Liability for economic torts by shareholders in their personal capacity
by John Strange & Emma Halton
A recent High Court case¹ demonstrates that directors or shareholders can be directly liable for the consequences of actions taken by their company. While separate legal personality of companies is a foundation of company law, there are other routes to hold individuals to account for their actions, if they are found to have abused that doctrine.
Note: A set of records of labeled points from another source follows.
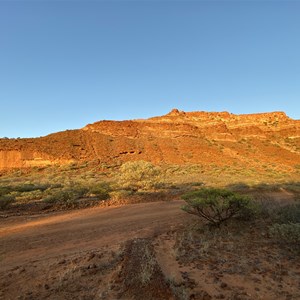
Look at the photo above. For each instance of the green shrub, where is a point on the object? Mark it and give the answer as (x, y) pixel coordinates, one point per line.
(100, 190)
(67, 196)
(288, 214)
(5, 190)
(139, 175)
(286, 233)
(6, 201)
(217, 205)
(120, 194)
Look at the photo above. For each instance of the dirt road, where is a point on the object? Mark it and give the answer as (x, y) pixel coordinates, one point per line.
(35, 239)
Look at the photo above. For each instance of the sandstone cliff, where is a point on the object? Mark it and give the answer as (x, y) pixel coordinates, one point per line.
(175, 138)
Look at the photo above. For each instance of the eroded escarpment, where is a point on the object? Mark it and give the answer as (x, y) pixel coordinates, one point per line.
(175, 138)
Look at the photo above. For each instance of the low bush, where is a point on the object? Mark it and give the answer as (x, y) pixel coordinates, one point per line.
(6, 201)
(139, 175)
(218, 205)
(100, 190)
(66, 197)
(120, 194)
(288, 214)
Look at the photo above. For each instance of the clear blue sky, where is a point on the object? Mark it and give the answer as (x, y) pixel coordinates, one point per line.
(64, 64)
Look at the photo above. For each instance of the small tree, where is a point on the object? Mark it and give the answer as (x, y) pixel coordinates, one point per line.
(216, 205)
(139, 175)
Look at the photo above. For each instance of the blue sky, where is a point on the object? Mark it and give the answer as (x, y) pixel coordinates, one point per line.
(64, 64)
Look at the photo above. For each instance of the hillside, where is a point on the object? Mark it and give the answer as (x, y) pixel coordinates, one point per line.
(175, 138)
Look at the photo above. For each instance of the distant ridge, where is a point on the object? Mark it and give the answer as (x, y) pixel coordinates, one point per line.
(178, 137)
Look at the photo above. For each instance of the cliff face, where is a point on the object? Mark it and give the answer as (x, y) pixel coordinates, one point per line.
(176, 138)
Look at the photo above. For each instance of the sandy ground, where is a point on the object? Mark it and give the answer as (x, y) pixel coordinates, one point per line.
(142, 251)
(37, 238)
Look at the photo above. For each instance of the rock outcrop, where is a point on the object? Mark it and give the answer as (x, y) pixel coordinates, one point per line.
(175, 138)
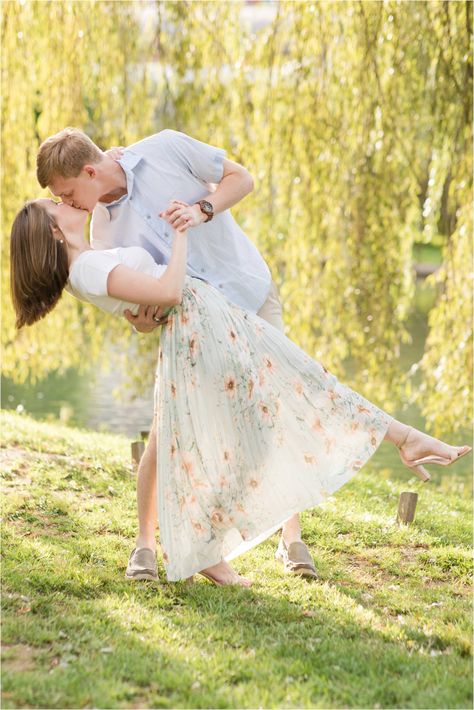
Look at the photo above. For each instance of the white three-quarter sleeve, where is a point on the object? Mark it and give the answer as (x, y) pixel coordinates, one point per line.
(89, 275)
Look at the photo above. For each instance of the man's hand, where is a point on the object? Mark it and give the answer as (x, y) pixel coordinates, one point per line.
(181, 216)
(144, 321)
(115, 153)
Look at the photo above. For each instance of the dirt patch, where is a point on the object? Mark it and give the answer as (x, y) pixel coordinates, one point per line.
(18, 657)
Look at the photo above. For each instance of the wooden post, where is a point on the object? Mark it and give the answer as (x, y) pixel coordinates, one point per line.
(138, 447)
(407, 507)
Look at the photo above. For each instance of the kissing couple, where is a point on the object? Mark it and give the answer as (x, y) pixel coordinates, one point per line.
(248, 430)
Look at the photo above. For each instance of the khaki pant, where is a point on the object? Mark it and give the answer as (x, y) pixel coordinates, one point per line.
(271, 311)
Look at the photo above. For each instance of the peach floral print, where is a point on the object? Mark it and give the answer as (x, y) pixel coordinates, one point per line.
(251, 429)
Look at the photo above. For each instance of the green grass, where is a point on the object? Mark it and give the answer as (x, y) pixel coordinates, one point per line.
(387, 624)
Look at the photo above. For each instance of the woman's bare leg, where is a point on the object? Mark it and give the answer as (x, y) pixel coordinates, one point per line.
(146, 494)
(416, 444)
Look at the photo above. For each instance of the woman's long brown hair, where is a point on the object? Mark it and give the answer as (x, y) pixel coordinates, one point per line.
(39, 267)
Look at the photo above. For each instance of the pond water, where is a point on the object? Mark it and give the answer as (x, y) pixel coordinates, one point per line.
(87, 400)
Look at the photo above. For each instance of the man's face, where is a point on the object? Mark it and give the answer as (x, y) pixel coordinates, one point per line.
(81, 192)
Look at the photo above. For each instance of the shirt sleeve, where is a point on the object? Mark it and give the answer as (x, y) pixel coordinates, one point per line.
(204, 161)
(90, 275)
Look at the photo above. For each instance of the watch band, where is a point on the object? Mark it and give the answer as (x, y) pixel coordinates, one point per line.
(206, 208)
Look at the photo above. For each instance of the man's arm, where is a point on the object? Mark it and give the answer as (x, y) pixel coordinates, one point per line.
(235, 184)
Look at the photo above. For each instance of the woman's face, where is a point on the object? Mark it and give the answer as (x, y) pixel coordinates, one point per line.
(69, 219)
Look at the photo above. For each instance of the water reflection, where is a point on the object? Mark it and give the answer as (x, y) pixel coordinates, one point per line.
(87, 400)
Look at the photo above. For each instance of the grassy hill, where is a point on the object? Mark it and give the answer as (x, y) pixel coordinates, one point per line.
(387, 624)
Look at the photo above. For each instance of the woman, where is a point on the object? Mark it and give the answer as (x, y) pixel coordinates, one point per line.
(251, 429)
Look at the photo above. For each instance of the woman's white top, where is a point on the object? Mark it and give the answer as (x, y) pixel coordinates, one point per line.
(90, 270)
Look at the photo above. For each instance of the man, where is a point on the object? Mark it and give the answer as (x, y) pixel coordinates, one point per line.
(129, 199)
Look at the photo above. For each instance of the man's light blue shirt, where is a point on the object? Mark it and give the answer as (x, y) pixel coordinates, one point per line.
(172, 165)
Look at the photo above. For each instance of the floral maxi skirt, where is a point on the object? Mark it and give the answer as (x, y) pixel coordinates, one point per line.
(250, 430)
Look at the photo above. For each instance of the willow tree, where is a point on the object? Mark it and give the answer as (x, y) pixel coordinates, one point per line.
(355, 121)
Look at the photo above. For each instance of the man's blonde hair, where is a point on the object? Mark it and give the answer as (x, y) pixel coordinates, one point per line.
(64, 155)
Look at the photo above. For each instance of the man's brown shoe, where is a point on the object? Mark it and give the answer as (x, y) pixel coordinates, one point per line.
(142, 564)
(296, 558)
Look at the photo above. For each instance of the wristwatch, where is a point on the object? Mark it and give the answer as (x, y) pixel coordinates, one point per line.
(206, 208)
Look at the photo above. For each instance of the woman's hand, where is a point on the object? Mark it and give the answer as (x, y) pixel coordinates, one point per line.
(115, 153)
(181, 216)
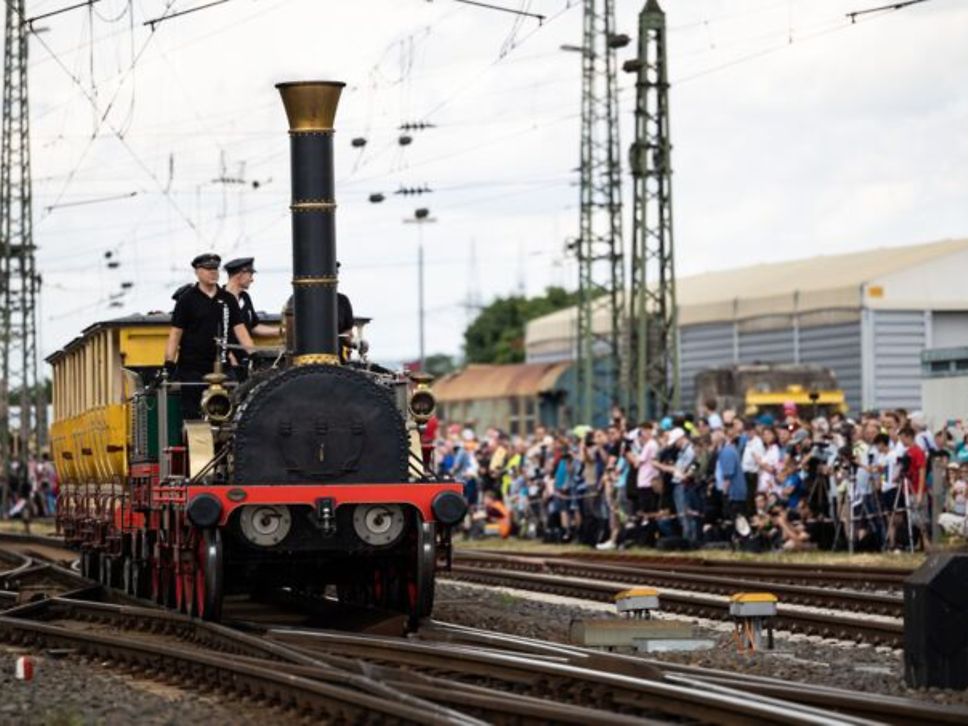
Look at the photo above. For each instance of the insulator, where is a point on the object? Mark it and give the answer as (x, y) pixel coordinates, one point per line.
(618, 40)
(632, 66)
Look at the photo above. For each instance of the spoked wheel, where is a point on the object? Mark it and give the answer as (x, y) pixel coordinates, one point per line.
(209, 576)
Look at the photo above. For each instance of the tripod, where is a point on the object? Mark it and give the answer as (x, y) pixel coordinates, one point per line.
(900, 505)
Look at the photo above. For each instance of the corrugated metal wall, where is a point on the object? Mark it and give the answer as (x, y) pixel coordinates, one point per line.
(766, 346)
(899, 337)
(838, 348)
(949, 329)
(701, 347)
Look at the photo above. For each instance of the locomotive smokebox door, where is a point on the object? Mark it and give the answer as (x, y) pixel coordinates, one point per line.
(321, 449)
(320, 424)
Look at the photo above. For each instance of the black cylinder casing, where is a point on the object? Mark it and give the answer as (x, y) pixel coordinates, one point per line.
(313, 244)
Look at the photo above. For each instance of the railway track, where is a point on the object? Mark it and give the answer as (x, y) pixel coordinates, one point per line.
(721, 584)
(828, 576)
(874, 706)
(826, 624)
(449, 675)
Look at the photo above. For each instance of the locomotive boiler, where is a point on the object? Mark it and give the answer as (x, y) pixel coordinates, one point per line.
(309, 474)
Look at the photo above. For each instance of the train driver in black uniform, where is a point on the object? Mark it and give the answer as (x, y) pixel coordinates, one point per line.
(241, 275)
(202, 313)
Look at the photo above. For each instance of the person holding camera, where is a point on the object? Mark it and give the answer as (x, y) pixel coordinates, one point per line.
(914, 471)
(682, 473)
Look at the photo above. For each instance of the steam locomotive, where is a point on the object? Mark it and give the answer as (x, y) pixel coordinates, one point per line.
(309, 474)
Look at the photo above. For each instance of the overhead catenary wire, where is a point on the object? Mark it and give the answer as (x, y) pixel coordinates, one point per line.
(97, 200)
(854, 14)
(489, 6)
(154, 22)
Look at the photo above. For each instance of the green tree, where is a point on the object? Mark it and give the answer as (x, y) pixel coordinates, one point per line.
(439, 364)
(497, 333)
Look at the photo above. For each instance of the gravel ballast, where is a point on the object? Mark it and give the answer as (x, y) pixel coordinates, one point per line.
(69, 691)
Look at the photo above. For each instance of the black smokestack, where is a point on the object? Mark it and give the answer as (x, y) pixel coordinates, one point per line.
(311, 108)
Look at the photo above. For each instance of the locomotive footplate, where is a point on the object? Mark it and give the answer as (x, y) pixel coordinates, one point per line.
(432, 500)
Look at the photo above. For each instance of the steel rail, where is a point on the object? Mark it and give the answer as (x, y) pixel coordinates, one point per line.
(569, 684)
(870, 630)
(875, 706)
(224, 671)
(853, 600)
(837, 575)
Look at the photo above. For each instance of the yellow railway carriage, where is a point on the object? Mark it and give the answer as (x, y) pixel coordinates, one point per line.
(92, 383)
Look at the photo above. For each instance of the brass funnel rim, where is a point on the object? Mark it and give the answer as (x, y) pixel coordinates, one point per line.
(292, 84)
(310, 105)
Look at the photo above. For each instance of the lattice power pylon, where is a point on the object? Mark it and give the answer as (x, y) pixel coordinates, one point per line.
(654, 357)
(601, 272)
(19, 281)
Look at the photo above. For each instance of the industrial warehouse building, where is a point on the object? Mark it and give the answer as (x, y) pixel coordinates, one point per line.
(866, 315)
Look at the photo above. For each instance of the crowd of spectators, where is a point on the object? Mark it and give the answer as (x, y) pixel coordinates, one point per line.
(715, 480)
(32, 491)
The claimant, a building contractor, entered into a contract with Hillerson House Limited (“HHL”) for the renovation of a property. One defendant (“D1”) was a director and sole shareholder of HHL, and the other (“D2”) was a de facto director and sole funder of HHL. D2 had access to funds which he could have contributed to HHL to allow it to pay the claimant’s outstanding invoices. However, D2 instead diverted the funds to another company he owned with the intention of using a different contractor to finish the renovation. HHL terminated the contract with the claimant and went into insolvent liquidation. The termination of the contract with the claimant was found to be a repudiatory breach.
- Inducing breach of contract (intentionally procuring a breach of contract between the claimant and a third party, without reasonable justification, causing loss to the claimant)
The claim for inducement of breach of contract succeeded against D2 only. The court drew a distinction between “inducement” to breach and “prevention” of a third party’s performance of a contract. D1 was not liable in respect of his failure to fund, in the absence of any legal obligation to do so, thereby preventing performance. However, D2’s act of diverting funds away from HHL to another company to pay a new contractor, while taking the benefit of the claimant’s work, constituted inducement.
- Unlawful means conspiracy (a combination or agreement between two or more persons to cause damage to another, using unlawful means and with an intention to cause damage)
The claim based on unlawful means conspiracy succeeded against both D1 and D2. The court held that they had colluded to facilitate HHL’s liquidation, to escape the contract with the claimant whilst securing completion of the works through a new contractor. In the court’s judgement, this clearly established intent to injure the claimant. The court rejected D1’s argument that he was, at all times, acting as director and agent of the Company and could not be personally liable. The court concluded that the corporate veil “had become largely shredded by a combination of his own actions and abnegation of his own director’s role”.